Our experimental estimate of the probability of the next child in NZ being a
boy is 0.518. This is a better model probability to use than our initial model
probability based on our hunch, so we change our model estimate of the
probability to P(boy) = 0.518. The unknown true probability has not
changed, but our model estimate of it is now likely to be closer to the true
probability than our initial model probability was. Any new information we
get about the probability of a baby being born a boy can be compared to our
new model estimate.
Example 2
Two families with two children each live next door to each other. What is the
probability that both those families have two boys?
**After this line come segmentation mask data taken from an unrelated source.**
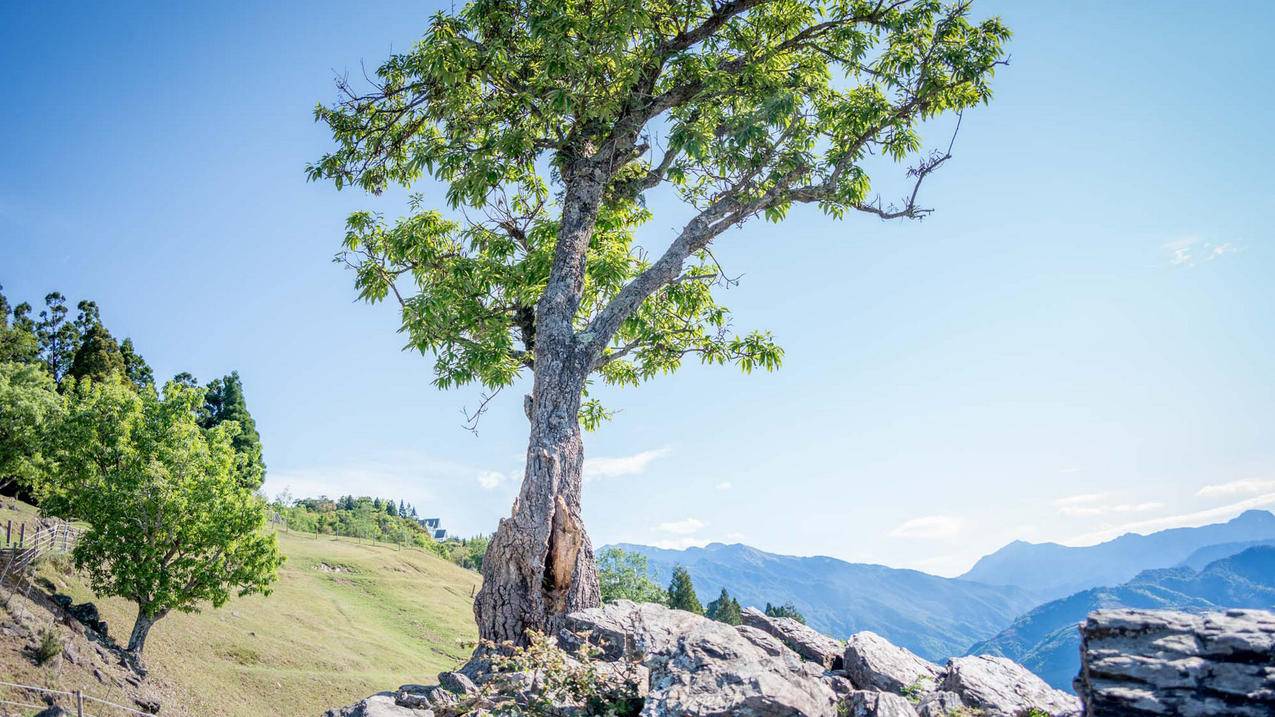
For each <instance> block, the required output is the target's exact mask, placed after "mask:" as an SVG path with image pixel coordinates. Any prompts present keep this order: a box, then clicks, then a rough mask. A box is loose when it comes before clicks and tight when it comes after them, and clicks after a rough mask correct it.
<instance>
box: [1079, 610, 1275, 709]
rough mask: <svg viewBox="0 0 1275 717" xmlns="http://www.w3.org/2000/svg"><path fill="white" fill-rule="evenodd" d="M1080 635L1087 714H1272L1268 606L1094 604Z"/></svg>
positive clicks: (1269, 643) (1273, 695)
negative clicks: (1253, 606) (1201, 605)
mask: <svg viewBox="0 0 1275 717" xmlns="http://www.w3.org/2000/svg"><path fill="white" fill-rule="evenodd" d="M1080 639H1081V644H1080V676H1077V677H1076V683H1075V685H1076V693H1077V694H1080V699H1081V700H1082V702H1084V704H1085V709H1086V713H1088V714H1094V716H1103V714H1121V716H1128V717H1139V716H1144V714H1146V716H1150V714H1156V716H1160V714H1191V716H1192V717H1209V716H1214V714H1233V716H1237V717H1256V716H1258V714H1262V716H1269V714H1275V612H1267V611H1264V610H1227V611H1224V612H1206V614H1199V615H1192V614H1187V612H1176V611H1160V610H1100V611H1098V612H1093V614H1090V615H1089V617H1088V619H1086V620H1085V621H1084V623H1082V624H1081V626H1080Z"/></svg>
From the National
Women’ Hospital data above we can get an experimental estimate of the
probability of a two-child family having two boys P(two boys) = 3202/11 390
= 0.2811. Using this experimental data and what we know about theoretical
probability, we can create a model for the probability of the distribution of
two two-child families. We can assume that people move next door to each
other for reasons other than the gender of their children so that the gender
of the children can be assumed to be independent of whether the two-child
families are next door to each other. Since we are considering two
independent random variables, the probability of both families having two
boys is 0.2811 × 0.2811 = 0.0790. Our model estimate for the probability of
two two-child families both having two boys is 0.08 or about 8% of all pairs
of two child families.
Example 3
Is this gamble a good bet? Model estimates of probability can incorporate
complex aspects of probability, and may be based on theoretical probability
alone. The history of probability includes many examples of model estimates
of probability developed by gamblers.
If you throw a pair of dice 24 times, is your probability of getting at least one
double six more than 0.5, allowing a gambler to make money in the long run
on an even-money bet? Assuming that the gambler uses fair dice, the model
estimate based on theoretical probability alone will be a good estimate of the
true probability, provided the theoretical model is an accurate representation
of the context. The experimental estimate of probability will approach the
true probability over the long run. The experimental estimate of probability
can be compared with the model estimate to evaluate whether the model is
an accurate representation of the context. A gambler playing the same game
many times over needs a precise estimate of their probability of winning. A
good theoretical model can provide that level of precision, but it is only fit for
purpose if it is an accurate representation of the context. The Chevalier de
Méré lost money when betting on getting at least one double six in 24 throws
of two dice based on his initial model, but later calculated that the probability
was 1 – (35/36)24 = 0.4914, and stopped making that losing bet.